When it comes to screwing, I like to stick with what works. The problem is there are way too many ways to do it.

It’s just another sign I should have been born in the 19th century when life was simple and no one wore underpants and everybody screwed the same way. I’ve said it before. Too many choices do not make a person happier. Too many choices just make you feel like an idiot.

You start out with God’s own screw, the slot-head, and  it makes perfect sense. No need to get all fancy. Then you run into your first Phillips screw and everything you thought you knew about the world flies out the window, but you adjust. You even get to like it. Your screwdriver doesn’t slide around. You feel super competent. “What have we here?” you might say, calmly. “Why, it’s a Phillips-head screw. I shall fetch my Phillips screwdriver.” It’s like you’re in a special club.
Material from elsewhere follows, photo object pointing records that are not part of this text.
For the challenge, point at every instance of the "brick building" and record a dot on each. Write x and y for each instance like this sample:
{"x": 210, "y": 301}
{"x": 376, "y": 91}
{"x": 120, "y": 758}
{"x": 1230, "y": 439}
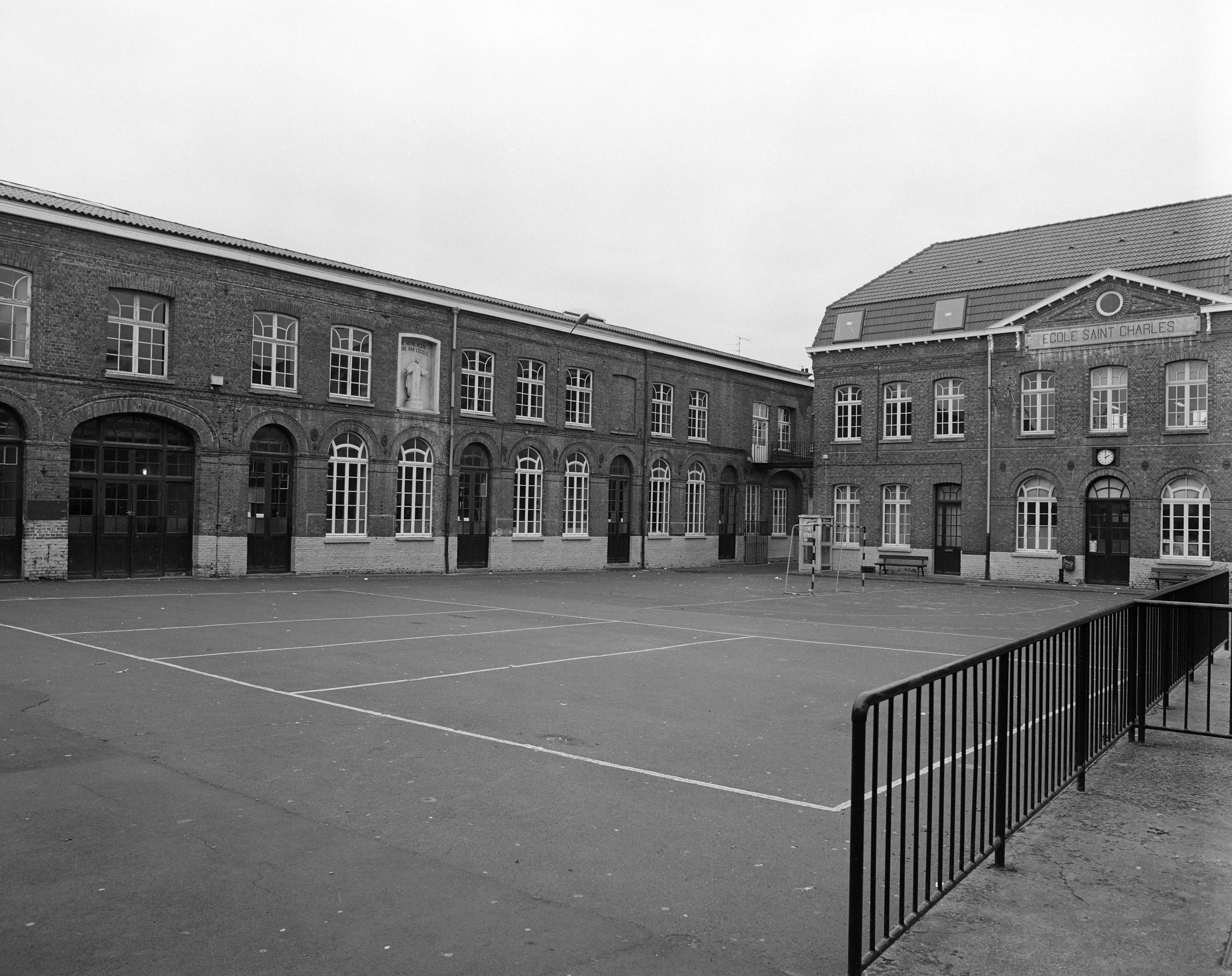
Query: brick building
{"x": 1054, "y": 402}
{"x": 175, "y": 401}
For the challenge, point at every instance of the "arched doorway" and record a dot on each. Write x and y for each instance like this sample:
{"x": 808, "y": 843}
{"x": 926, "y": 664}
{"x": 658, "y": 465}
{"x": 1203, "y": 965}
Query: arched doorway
{"x": 620, "y": 494}
{"x": 475, "y": 472}
{"x": 11, "y": 450}
{"x": 1108, "y": 533}
{"x": 130, "y": 498}
{"x": 269, "y": 502}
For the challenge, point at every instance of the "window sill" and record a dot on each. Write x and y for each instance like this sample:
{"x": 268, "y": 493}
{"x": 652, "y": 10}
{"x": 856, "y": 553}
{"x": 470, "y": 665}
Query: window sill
{"x": 138, "y": 377}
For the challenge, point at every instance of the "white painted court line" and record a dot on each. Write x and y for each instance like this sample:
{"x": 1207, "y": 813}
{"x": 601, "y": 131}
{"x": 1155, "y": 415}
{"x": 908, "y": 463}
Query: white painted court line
{"x": 448, "y": 730}
{"x": 513, "y": 667}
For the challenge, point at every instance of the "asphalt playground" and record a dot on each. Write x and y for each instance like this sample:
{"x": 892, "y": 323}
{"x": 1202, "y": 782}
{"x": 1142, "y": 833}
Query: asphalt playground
{"x": 587, "y": 773}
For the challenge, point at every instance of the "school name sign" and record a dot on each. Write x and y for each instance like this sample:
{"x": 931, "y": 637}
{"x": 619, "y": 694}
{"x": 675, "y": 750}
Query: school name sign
{"x": 1112, "y": 332}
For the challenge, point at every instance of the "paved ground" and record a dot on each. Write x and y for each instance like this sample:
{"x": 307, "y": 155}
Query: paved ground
{"x": 607, "y": 773}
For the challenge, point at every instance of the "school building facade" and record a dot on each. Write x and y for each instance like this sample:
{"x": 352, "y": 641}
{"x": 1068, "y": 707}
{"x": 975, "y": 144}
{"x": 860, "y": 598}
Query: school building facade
{"x": 1053, "y": 403}
{"x": 180, "y": 402}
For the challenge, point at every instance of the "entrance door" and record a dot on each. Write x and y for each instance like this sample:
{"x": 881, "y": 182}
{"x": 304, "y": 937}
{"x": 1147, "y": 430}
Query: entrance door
{"x": 269, "y": 502}
{"x": 948, "y": 537}
{"x": 1108, "y": 533}
{"x": 472, "y": 522}
{"x": 619, "y": 492}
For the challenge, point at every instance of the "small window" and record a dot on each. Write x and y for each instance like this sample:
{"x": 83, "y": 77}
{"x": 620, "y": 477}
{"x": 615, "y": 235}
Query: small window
{"x": 350, "y": 361}
{"x": 1187, "y": 395}
{"x": 476, "y": 396}
{"x": 14, "y": 315}
{"x": 136, "y": 334}
{"x": 530, "y": 391}
{"x": 577, "y": 397}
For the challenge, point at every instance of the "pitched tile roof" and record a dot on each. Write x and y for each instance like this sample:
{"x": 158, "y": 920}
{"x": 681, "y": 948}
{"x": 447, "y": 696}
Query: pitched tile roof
{"x": 1177, "y": 233}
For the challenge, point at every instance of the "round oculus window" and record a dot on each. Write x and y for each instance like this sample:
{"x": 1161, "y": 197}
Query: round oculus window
{"x": 1109, "y": 303}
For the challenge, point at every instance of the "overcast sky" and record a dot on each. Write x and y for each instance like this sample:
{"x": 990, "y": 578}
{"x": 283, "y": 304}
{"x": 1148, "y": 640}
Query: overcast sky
{"x": 703, "y": 170}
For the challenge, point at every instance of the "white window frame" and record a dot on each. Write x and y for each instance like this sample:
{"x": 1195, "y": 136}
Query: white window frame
{"x": 16, "y": 287}
{"x": 414, "y": 510}
{"x": 1187, "y": 395}
{"x": 476, "y": 387}
{"x": 699, "y": 414}
{"x": 1037, "y": 517}
{"x": 1110, "y": 398}
{"x": 350, "y": 363}
{"x": 1186, "y": 521}
{"x": 578, "y": 397}
{"x": 660, "y": 514}
{"x": 529, "y": 396}
{"x": 577, "y": 497}
{"x": 529, "y": 495}
{"x": 950, "y": 413}
{"x": 1039, "y": 402}
{"x": 347, "y": 478}
{"x": 140, "y": 338}
{"x": 896, "y": 516}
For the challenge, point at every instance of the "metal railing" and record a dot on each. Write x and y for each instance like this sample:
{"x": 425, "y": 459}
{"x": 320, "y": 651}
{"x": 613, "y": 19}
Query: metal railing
{"x": 948, "y": 765}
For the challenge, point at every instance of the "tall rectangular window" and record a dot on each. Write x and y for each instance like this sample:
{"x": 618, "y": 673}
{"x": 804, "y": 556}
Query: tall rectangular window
{"x": 699, "y": 411}
{"x": 476, "y": 395}
{"x": 1039, "y": 407}
{"x": 577, "y": 397}
{"x": 661, "y": 411}
{"x": 14, "y": 315}
{"x": 530, "y": 390}
{"x": 136, "y": 334}
{"x": 350, "y": 361}
{"x": 1187, "y": 395}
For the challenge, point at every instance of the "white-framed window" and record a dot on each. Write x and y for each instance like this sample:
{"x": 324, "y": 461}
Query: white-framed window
{"x": 347, "y": 487}
{"x": 414, "y": 514}
{"x": 1037, "y": 517}
{"x": 699, "y": 411}
{"x": 661, "y": 498}
{"x": 350, "y": 361}
{"x": 896, "y": 516}
{"x": 1039, "y": 403}
{"x": 778, "y": 512}
{"x": 896, "y": 411}
{"x": 1187, "y": 395}
{"x": 529, "y": 494}
{"x": 1109, "y": 398}
{"x": 695, "y": 501}
{"x": 578, "y": 388}
{"x": 14, "y": 315}
{"x": 848, "y": 413}
{"x": 529, "y": 400}
{"x": 476, "y": 396}
{"x": 952, "y": 408}
{"x": 847, "y": 514}
{"x": 577, "y": 496}
{"x": 661, "y": 411}
{"x": 1186, "y": 521}
{"x": 136, "y": 334}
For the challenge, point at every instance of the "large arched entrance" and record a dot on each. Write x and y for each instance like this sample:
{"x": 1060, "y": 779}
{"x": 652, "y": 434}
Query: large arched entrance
{"x": 131, "y": 498}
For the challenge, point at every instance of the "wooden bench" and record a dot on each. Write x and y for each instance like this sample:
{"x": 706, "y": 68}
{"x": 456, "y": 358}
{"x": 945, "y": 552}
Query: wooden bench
{"x": 902, "y": 561}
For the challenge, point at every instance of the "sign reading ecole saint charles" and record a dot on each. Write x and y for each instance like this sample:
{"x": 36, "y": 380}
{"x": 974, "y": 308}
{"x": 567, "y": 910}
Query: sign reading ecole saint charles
{"x": 1112, "y": 332}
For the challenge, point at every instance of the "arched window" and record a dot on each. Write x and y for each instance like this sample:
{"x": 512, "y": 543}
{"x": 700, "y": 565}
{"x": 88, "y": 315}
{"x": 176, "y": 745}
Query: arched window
{"x": 661, "y": 491}
{"x": 347, "y": 487}
{"x": 577, "y": 496}
{"x": 847, "y": 513}
{"x": 414, "y": 507}
{"x": 1186, "y": 521}
{"x": 1037, "y": 517}
{"x": 529, "y": 494}
{"x": 695, "y": 501}
{"x": 896, "y": 516}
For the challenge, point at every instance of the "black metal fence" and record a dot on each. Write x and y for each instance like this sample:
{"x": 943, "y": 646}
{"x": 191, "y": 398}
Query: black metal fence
{"x": 948, "y": 765}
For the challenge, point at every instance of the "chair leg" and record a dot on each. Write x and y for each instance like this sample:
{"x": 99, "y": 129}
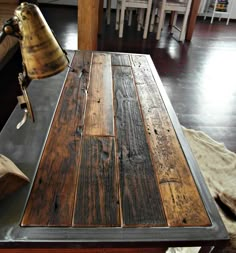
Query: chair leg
{"x": 122, "y": 17}
{"x": 147, "y": 19}
{"x": 140, "y": 19}
{"x": 174, "y": 21}
{"x": 161, "y": 22}
{"x": 130, "y": 17}
{"x": 117, "y": 17}
{"x": 108, "y": 12}
{"x": 152, "y": 21}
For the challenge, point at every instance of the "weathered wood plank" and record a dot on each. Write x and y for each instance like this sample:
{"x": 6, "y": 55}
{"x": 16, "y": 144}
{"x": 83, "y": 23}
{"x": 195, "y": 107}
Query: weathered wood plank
{"x": 140, "y": 198}
{"x": 51, "y": 201}
{"x": 99, "y": 120}
{"x": 97, "y": 195}
{"x": 120, "y": 59}
{"x": 181, "y": 200}
{"x": 82, "y": 250}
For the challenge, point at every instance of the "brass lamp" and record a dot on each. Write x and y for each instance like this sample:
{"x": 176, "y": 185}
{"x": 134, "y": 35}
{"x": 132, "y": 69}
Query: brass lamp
{"x": 42, "y": 55}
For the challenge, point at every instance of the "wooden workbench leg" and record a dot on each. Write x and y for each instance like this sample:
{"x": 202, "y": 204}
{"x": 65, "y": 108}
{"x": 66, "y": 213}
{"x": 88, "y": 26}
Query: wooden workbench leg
{"x": 192, "y": 19}
{"x": 88, "y": 16}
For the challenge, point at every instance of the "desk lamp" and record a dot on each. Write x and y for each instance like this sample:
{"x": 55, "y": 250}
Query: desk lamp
{"x": 42, "y": 57}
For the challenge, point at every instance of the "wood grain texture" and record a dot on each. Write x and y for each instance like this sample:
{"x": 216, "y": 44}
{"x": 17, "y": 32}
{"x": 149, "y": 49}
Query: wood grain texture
{"x": 99, "y": 113}
{"x": 140, "y": 199}
{"x": 51, "y": 201}
{"x": 97, "y": 195}
{"x": 181, "y": 200}
{"x": 90, "y": 250}
{"x": 120, "y": 60}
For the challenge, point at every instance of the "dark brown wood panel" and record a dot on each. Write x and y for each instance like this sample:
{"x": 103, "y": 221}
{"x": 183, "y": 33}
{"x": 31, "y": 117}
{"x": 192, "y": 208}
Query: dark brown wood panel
{"x": 90, "y": 250}
{"x": 51, "y": 201}
{"x": 181, "y": 200}
{"x": 97, "y": 196}
{"x": 99, "y": 120}
{"x": 140, "y": 198}
{"x": 120, "y": 59}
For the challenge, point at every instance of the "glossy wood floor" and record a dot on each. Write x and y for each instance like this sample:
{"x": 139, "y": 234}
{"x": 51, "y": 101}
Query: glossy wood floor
{"x": 199, "y": 76}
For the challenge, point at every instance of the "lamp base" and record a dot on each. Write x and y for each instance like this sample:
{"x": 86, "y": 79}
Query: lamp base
{"x": 11, "y": 178}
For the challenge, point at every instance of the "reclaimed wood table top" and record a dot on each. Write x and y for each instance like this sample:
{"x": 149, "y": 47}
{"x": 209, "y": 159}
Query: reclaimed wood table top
{"x": 114, "y": 164}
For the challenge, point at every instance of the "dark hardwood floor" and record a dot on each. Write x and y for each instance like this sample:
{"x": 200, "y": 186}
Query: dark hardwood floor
{"x": 199, "y": 76}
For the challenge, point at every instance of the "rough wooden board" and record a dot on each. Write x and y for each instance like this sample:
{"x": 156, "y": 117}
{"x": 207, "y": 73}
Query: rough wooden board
{"x": 181, "y": 200}
{"x": 97, "y": 195}
{"x": 51, "y": 201}
{"x": 99, "y": 120}
{"x": 140, "y": 198}
{"x": 120, "y": 60}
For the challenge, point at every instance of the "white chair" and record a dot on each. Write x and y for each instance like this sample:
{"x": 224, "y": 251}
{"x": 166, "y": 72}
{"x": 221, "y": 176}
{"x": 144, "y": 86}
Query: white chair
{"x": 108, "y": 12}
{"x": 176, "y": 6}
{"x": 141, "y": 5}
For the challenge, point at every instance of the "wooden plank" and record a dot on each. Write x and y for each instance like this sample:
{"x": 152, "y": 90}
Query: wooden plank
{"x": 87, "y": 250}
{"x": 182, "y": 202}
{"x": 120, "y": 59}
{"x": 88, "y": 13}
{"x": 141, "y": 204}
{"x": 99, "y": 119}
{"x": 97, "y": 195}
{"x": 52, "y": 197}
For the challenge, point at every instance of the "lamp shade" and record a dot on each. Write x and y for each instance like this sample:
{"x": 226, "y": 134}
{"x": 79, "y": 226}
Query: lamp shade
{"x": 41, "y": 53}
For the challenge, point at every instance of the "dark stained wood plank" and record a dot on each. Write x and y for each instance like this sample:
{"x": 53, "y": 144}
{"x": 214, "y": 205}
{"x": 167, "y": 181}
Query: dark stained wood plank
{"x": 51, "y": 201}
{"x": 90, "y": 250}
{"x": 97, "y": 195}
{"x": 99, "y": 120}
{"x": 140, "y": 198}
{"x": 181, "y": 200}
{"x": 120, "y": 59}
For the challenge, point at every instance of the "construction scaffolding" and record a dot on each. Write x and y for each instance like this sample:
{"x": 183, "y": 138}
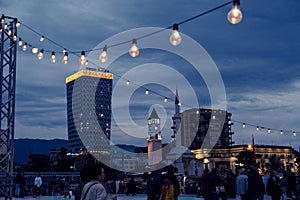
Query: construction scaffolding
{"x": 8, "y": 48}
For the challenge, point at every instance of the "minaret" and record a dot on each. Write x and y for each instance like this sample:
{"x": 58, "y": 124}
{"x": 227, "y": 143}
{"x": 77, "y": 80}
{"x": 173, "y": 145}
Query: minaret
{"x": 154, "y": 139}
{"x": 176, "y": 151}
{"x": 177, "y": 116}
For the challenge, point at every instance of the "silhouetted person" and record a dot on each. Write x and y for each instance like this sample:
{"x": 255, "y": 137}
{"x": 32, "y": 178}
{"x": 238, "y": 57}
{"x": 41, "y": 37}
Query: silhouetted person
{"x": 242, "y": 185}
{"x": 173, "y": 179}
{"x": 290, "y": 181}
{"x": 37, "y": 185}
{"x": 231, "y": 184}
{"x": 130, "y": 187}
{"x": 20, "y": 184}
{"x": 214, "y": 181}
{"x": 256, "y": 186}
{"x": 167, "y": 192}
{"x": 154, "y": 185}
{"x": 204, "y": 184}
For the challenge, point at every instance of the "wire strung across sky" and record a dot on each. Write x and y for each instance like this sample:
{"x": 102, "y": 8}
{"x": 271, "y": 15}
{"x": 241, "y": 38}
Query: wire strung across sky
{"x": 76, "y": 53}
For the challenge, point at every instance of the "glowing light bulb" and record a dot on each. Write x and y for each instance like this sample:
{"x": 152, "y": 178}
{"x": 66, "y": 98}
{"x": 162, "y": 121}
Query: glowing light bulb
{"x": 235, "y": 15}
{"x": 82, "y": 59}
{"x": 103, "y": 56}
{"x": 24, "y": 47}
{"x": 134, "y": 50}
{"x": 175, "y": 38}
{"x": 41, "y": 54}
{"x": 20, "y": 42}
{"x": 65, "y": 58}
{"x": 34, "y": 50}
{"x": 53, "y": 57}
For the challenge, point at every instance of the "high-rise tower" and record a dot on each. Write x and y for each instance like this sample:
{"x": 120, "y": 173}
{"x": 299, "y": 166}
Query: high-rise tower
{"x": 154, "y": 139}
{"x": 89, "y": 110}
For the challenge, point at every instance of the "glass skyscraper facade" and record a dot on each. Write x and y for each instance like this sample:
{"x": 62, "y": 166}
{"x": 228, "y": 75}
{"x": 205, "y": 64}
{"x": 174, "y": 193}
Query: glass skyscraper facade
{"x": 89, "y": 111}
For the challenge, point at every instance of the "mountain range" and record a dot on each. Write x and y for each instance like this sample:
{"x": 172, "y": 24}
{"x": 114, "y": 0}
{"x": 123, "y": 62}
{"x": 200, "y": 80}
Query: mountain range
{"x": 24, "y": 147}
But recently I needed a screw for something and I looked around the basement, which Dave has stocked with all sorts of metallic mystery items, and all I could find were screws that weren’t slotted or Phillips, but had little asterisks in them instead, and I couldn’t think of any reason that should be unless someone was deliberately trying to mess with me. Trick screws. There you are in the 19th century and you go to plink away at your parlor piano, and all of a sudden it won’t work without the special mittens you don’t have any of. Why? Why?

Righty tighty, lefty loosey. So far, at least, that’s still universal. Those of us with sieves for brain-pans need a mnemonic like this. I use it every single time. Say I’m trying to screw in a screw and it won’t bite: I wonder if I’m turning it correctly. Maybe it’s backwards when I’m upside down, which I arguably am, from the standpoint of people in the contrary hemisphere. And because I have no ability to manipulate objects spatially in my head (this is why I still don’t understand the phases of the moon), I have to actually act it out. I make a twiddly motion with my finger as though I am turning a screw and then stick my head under my hand and look up, and sure enough the screw is going left when I’m going right, so no wonder the sucker won’t budge. It’s just one of those things I’m not meant to understand, like how somewhere in the world it’s yesterday, or like how toilets at the equator are too confused to flush. Righty tighty, I repeat to myself with conviction, and the screw still won’t move, and then I start looking for nails and glue. Screw screws.

There have been screws since the Middle Ages. No one ever found any screwdrivers, but their existence was inferred from the presence of the screws. We still don’t know where all the screwdrivers are. But the screws were simple slots.

I complain to Dave about his asterisk screws. There is bitterness in my voice.

Calm down. It’s just a Torx screw. You need a different bit.

Where does this end?

There are hexagons and clutches and Robertson Square Sockets and Allens and fluted sockets and Frearsons and Pozidrivs and Bristol Splines and Tri-Wings and Thunderbolt Grease-Slappers and this, all of this, is clearly the work of hostile forces indifferent to my self-esteem or my desire to become a handy-citizen.

Calm down now. It’s not always about you. Each of these has a perfectly good reason for existing.

Like what?

Like this one can be engaged at more frequent angles by the driver bit, and that one allows more torque to be applied before the screw cams out.

I suspect I’m being deliberately brainswoggled but after a while I’m able to accept that it is implausible there is a world-wide conspiracy to target my insecurities, and eventually I’ve recovered sufficiently to attempt to fix the coffeemaker. If it can’t make coffee, it’s just another big piece of plastic that’s going to end up in an albatross some day. Fortunately, according to the Googles, it’s a simple fix. The water tube needs to be cleaned out. You access it from the bottom. There will be two screws to undo and then it’s all presto reamo.

The two screws are slotted-spanner tamper proof. We do not have a screwdriver to do a simple fix on a $20 coffeemaker. No one does. The manufacturers of coffee makers hate me, and also albatrosses.  Our screwdrivers are good for nothing.

Stabbing. They’re good for stabbing.